Early on the Court observed that “§ 4.12 of the Controlled Substances Act, Article 4476-15, V.A.C.S. [since repealed] is conceptually similar to § 3d [now § 5] of the Adult Probation, Parole and Mandatory Supervision Law, Art. 42.12, V.A.C.C.P.” McIntyre v. State, 587 S.W.2d 413, at 414 (Tex.Cr.App.1979); see Crutchfield v. State, 560 S.W.2d 685, at 686 (Tex.Cr.App. 1978) (language of two provisions “very similar“); McDougal v. State, 610 S.W.2d 509, at 510 (Tex.Cr.App.1981) (Clinton, J., concurring) (Conceptually “probation” during deferred adjudication similar to “probation” following conditional discharge); see generally McNew v. State, 608 S.W.2d 166, at 170-172, 174-176 (Tex.Cr.App.1978-
Accordingly, the legislative objective in both deferred adjudication and conditional discharge is substantially the same, viz:
“... [T]he true objective ... is to divert the accused from the rest of the gauntlet run of the criminal justice system and the function of the trial court is to enter into a clearly understood pact with the accused that will induce and persuade him to follow the diversionary road. That the Legislature authorized the trial court as an inducement and encouragement to utilize ‘probation’ does not necessarily mean that the Legislature had ‘regular’ probation in mind for it prescribed only ‘such reasonable conditions’ as the trial court ‘may require’ and for ‘such period’ as the court may prescribe [not to exceed two years for conditional discharge and ten years for deferred adjudication]. Meanwhile, a judgment of guilt is not entered, punishment, as such, is not assessed and, of course, sentence has neither been imposed nor suspended. In essence, what has happened is that the movement of the course of developments in the criminal action has been temporarily stilled and the accused has been permitted to demonstrate his capacity for prescribed good behavior during a specified period.
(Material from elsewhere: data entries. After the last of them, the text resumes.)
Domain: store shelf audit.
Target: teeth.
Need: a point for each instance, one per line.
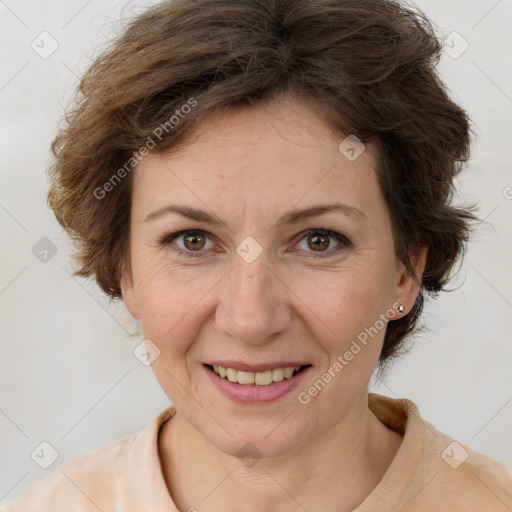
(258, 378)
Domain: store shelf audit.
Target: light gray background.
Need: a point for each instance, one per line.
(67, 370)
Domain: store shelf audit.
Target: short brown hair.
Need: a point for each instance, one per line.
(367, 67)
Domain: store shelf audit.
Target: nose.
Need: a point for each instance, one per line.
(253, 304)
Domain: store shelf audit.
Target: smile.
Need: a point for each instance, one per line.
(262, 386)
(264, 378)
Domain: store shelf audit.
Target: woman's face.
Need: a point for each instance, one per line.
(250, 283)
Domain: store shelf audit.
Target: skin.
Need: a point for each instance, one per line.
(249, 166)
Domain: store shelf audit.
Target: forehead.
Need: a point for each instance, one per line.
(279, 152)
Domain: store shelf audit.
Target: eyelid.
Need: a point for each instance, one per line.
(344, 241)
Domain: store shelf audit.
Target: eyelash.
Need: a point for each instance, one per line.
(344, 242)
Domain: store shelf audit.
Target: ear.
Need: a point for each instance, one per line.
(128, 291)
(408, 286)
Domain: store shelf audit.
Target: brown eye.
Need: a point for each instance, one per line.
(194, 242)
(189, 243)
(318, 242)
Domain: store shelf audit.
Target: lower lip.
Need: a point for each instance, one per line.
(256, 394)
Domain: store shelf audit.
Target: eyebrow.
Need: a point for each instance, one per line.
(291, 217)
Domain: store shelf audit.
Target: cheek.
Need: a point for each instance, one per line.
(343, 305)
(169, 300)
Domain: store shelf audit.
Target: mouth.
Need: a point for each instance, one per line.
(263, 386)
(260, 378)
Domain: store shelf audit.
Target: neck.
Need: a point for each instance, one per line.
(335, 471)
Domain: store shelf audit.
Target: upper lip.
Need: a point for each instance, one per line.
(255, 368)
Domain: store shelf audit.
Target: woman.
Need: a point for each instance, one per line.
(266, 184)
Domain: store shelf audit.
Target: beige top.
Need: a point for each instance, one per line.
(430, 472)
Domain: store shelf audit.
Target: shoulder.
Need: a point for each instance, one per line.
(437, 472)
(78, 484)
(105, 479)
(465, 477)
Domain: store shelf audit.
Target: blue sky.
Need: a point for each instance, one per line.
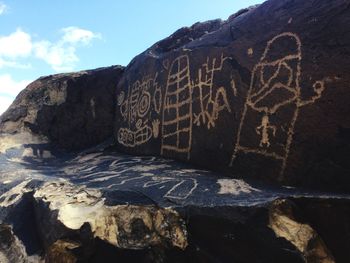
(46, 37)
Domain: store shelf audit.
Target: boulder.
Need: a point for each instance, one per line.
(263, 95)
(73, 110)
(231, 145)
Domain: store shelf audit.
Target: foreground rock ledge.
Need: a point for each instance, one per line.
(261, 99)
(82, 207)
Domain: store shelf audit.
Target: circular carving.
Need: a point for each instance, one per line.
(121, 98)
(144, 104)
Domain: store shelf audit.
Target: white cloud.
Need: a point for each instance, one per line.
(60, 55)
(75, 35)
(9, 88)
(5, 102)
(17, 44)
(3, 8)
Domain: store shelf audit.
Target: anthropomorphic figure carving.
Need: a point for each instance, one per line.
(274, 101)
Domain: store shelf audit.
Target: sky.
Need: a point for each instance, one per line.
(40, 37)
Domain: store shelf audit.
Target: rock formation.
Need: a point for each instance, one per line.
(226, 142)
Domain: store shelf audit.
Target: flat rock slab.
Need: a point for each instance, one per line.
(79, 206)
(126, 179)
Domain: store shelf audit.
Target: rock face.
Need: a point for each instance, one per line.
(74, 111)
(248, 106)
(262, 95)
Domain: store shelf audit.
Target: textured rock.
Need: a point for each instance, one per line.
(262, 95)
(74, 110)
(265, 91)
(108, 205)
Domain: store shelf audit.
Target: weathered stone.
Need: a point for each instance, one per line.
(112, 204)
(74, 110)
(262, 95)
(103, 205)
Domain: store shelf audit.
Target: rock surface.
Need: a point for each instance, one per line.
(74, 110)
(263, 95)
(80, 208)
(265, 91)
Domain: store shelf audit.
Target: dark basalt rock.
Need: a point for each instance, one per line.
(263, 95)
(248, 106)
(73, 110)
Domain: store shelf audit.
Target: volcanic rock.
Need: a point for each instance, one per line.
(73, 110)
(231, 144)
(263, 95)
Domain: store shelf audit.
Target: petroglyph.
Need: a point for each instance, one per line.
(157, 96)
(177, 109)
(263, 130)
(210, 104)
(155, 128)
(274, 90)
(181, 189)
(134, 110)
(131, 138)
(121, 98)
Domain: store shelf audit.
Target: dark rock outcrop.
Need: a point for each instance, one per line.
(74, 110)
(260, 99)
(263, 95)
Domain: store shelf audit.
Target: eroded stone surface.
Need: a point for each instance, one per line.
(172, 212)
(262, 95)
(253, 97)
(74, 110)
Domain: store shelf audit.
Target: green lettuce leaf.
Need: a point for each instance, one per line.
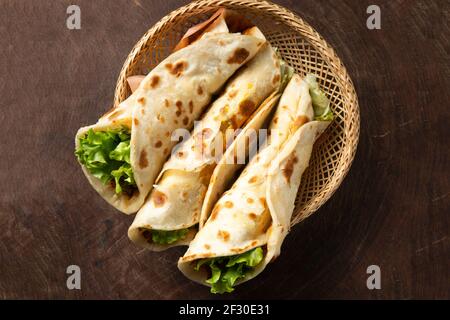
(321, 103)
(168, 236)
(225, 271)
(106, 155)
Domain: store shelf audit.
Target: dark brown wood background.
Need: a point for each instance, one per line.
(392, 209)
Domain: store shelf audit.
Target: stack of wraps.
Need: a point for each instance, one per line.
(123, 153)
(184, 193)
(248, 224)
(172, 211)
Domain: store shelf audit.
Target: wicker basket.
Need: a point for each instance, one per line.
(300, 46)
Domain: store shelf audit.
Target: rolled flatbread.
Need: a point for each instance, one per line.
(247, 225)
(172, 211)
(122, 154)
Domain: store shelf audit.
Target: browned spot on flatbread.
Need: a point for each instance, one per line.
(143, 162)
(276, 79)
(154, 81)
(177, 68)
(232, 93)
(289, 168)
(207, 132)
(300, 120)
(215, 212)
(115, 113)
(228, 204)
(158, 198)
(239, 56)
(161, 118)
(246, 107)
(224, 235)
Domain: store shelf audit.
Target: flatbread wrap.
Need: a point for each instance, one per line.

If he succeeds, the movement is reversed and disappears; however, should he fail, the movement in the criminal action continues with the normal incidents of trial.”
Obviously the Legislature was of the opinion that “the best interest of society and the defendant will be served” when a promising offender concedes guilt and proceeds successfully to demonstrate an ability to conform to societal notions of acceptable behavior for the period prescribed—notwithstanding the seriousness of the offense and related potential punishment for those offenders who are otherwise situated.
Notes
Except where the punishment is assessed by the Court it may fix the period of probation without regard to the term of punishment assessed, but in no event may the period of probation be greater than 10 years or less than the minimum prescribed for the offense for which the defendant was convicted.
Thus, if the meaning of the statutory text, when read using the established canons of construction relating to such text, should have been plain to the legislators who voted on it, we ordinarily give effect to that plain meaning. [Cite omitted.] “Where the statute is clear and unambiguous, the Legislature must be understood to mean what it has expressed, and it is not for the courts to add or subtract from such a statute.” [Cite omitted.]818 S.W.2d at 785.